Ailleurs, partout est un film singulier, fascinant d’abord parce qu’il déroute, déjoue les attentes associées au documentaire sur la migration. Combien de récits, de photographies, de films a-t-on déjà lus et vus sur le sujet toujours d’une actualité douloureuse, qui ont construit une panoplie de motifs usés avec le temps et la récurrence des drames que vivent les étrangers et les étrangères fuyant leur pays en quête d’une meilleure vie ailleurs ? Ici, c’est tout autre chose que les réalisatrices Isabelle Ingold et Vivianne Perelmuter nous donnent à voir, à entendre mais aussi à penser.
Le choix est osé et radical : celui de prélever des images de caméras de vidéo-surveillance et de live-cams disponibles sur internet. Et dans ces prélèvements, ne choisir que les moments décevant encore les attendus. Nul fait-divers, accident, bagarre, braquage, rien ne se passe qui constitue la prétendue raison d’être de ces systèmes électroniques du contrôle mondialisé. Les caméras enregistrent en plongée, et pour une mémoire de quelques heures, le vide ordinaire d’un coin de rues, d’un fast-food ou d’une boutique sans client, le va-et-vient des consommateurs sur le parking d’un centre commercial, des images semblables, à la définition aléatoire, les mêmes ou presque partout dans le monde. Pourtant, ces caméras qui filment tels des yeux aveugles ne parviennent pas à déshumaniser ceux et celles qui traversent les images. La dextérité du montage opéré par Isabelle Ingold et Vivianne Perelmuter parvient à construire du beau avec la laideur de ces captations ineptes par de mauvaises caméras, et à faire sens avec le néant désespérant du mode de vie urbain contemporain.
Symphonie
Accompagnant ces images réduites parfois à des lueurs pixelisées clignotant dans une bouillie de gris, signes élémentaires que l’on parvient pourtant à décrypter, un phare à l’horizon, des véhicules glissant sur la chaussée plongée dans la nuit, un bâtiment qu’on ne peut identifier à cause des gouttes de pluie glissant sur la lentille, le son agit comme un révélateur.
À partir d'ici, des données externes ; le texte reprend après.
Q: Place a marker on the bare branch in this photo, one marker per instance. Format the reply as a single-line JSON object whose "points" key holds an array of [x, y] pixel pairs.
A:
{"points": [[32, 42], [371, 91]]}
La musique lie et rythme l’ensemble, fait du film une symphonie, avec différentes ambiances, différents mouvements accompagnant le déroulé du montage. Les voix confèrent une profondeur, une densité à la labilité superficielle des images machinalement enregistrées par les webcams. Une voix surtout, celle de Shahin Parsa, jeune homme né dans une province iranienne, qui a réussi à traverser les frontières et se trouve au bout (provisoire?) de son voyage, dans l’Angleterre tant désirée mais dans l’ennui absurde de l’attente de sa régularisation. Shahin et sa volonté de voyager, de voir le monde, ses désirs d’expérimenter et de connaître qui s’émoussent confrontés à une réalité décevante, celle précisément que montrent les caméras de surveillance, porte ce film qui lui est consacré. On écoute attentivement la belle voix de Shahin répondant aux questions du service de l’immigration, parlant au téléphone avec sa mère encore au pays, on lit sur l’écran les discussions en chat entre Shahin et les réalisatrices, on entend par la voix de Vivianne Perelmuter le récit elliptique de leur rencontre dans un camp en Grèce.
Plus encore qu’un documentaire sur la migration et l’exil, Ailleurs, partout, est aussi une réflexion sur la jeunesse. Qu’est-ce qu’avoir vingt ans aujourd’hui dans ce monde de contrôle dans lequel des obstacles sont dressés partout, empêchant la jeunesse d’être ce qu’elle est : curieuse, inventive, ouverte, bousculante ?
Initiation
Qu’est-ce qu’avoir vingt ans aujourd’hui, dans ce monde précarisé où l’avenir se dessine sous le triste tableau de petits boulots sans intérêt, mal payés, ces emplois désespérants dont la jeunesse immigrée constitue souvent la main d’œuvre surexploitée, avoir vingt ans dans l’ennui généralisé que révèlent les caméras de surveillance ? Si le monde entier s’offre au rêve depuis chez soi en surfant simplement sur internet, le monde expérimenté dans les déplacements, lors des voyages empêchés que les jeunes poursuivent malgré tous les obstacles, a la rudesse des épreuves qui font les récits d’initiation mais avec le terre-à-terre des démarches administratives labyrinthiques et déceptives. Ce monde faussement ouvert, faussement accessible, laisse circuler marchandises et valeurs, mais bloque une certaine jeunesse en quête d’ailleurs, l’enferme partout dans la solitude et dans une sorte de salle d’attente où le temps s’allonge indéfiniment. Shahin comme tant d’autres jeunes avec lui se demande quand sa vie va enfin pouvoir commencer.
Ailleurs, partout est un film précieux par le regard différent que Isabelle Ingold et Vivianne Perelmuter portent sur l’exil, par son esthétique particulière qui met à mal les stéréotypes associés aux documentaires sur les migrations, par l’amitié et le respect que se vouent le jeune Iranien et les réalisatrices dont rien ne pouvait prédire la rencontre sinon le voyage qui entraîne toute une jeunesse du Sud vers le mirage du Nord, par la présence si forte de Shahin, de sa voix que l’on emporte, que l’on garde longtemps en soi.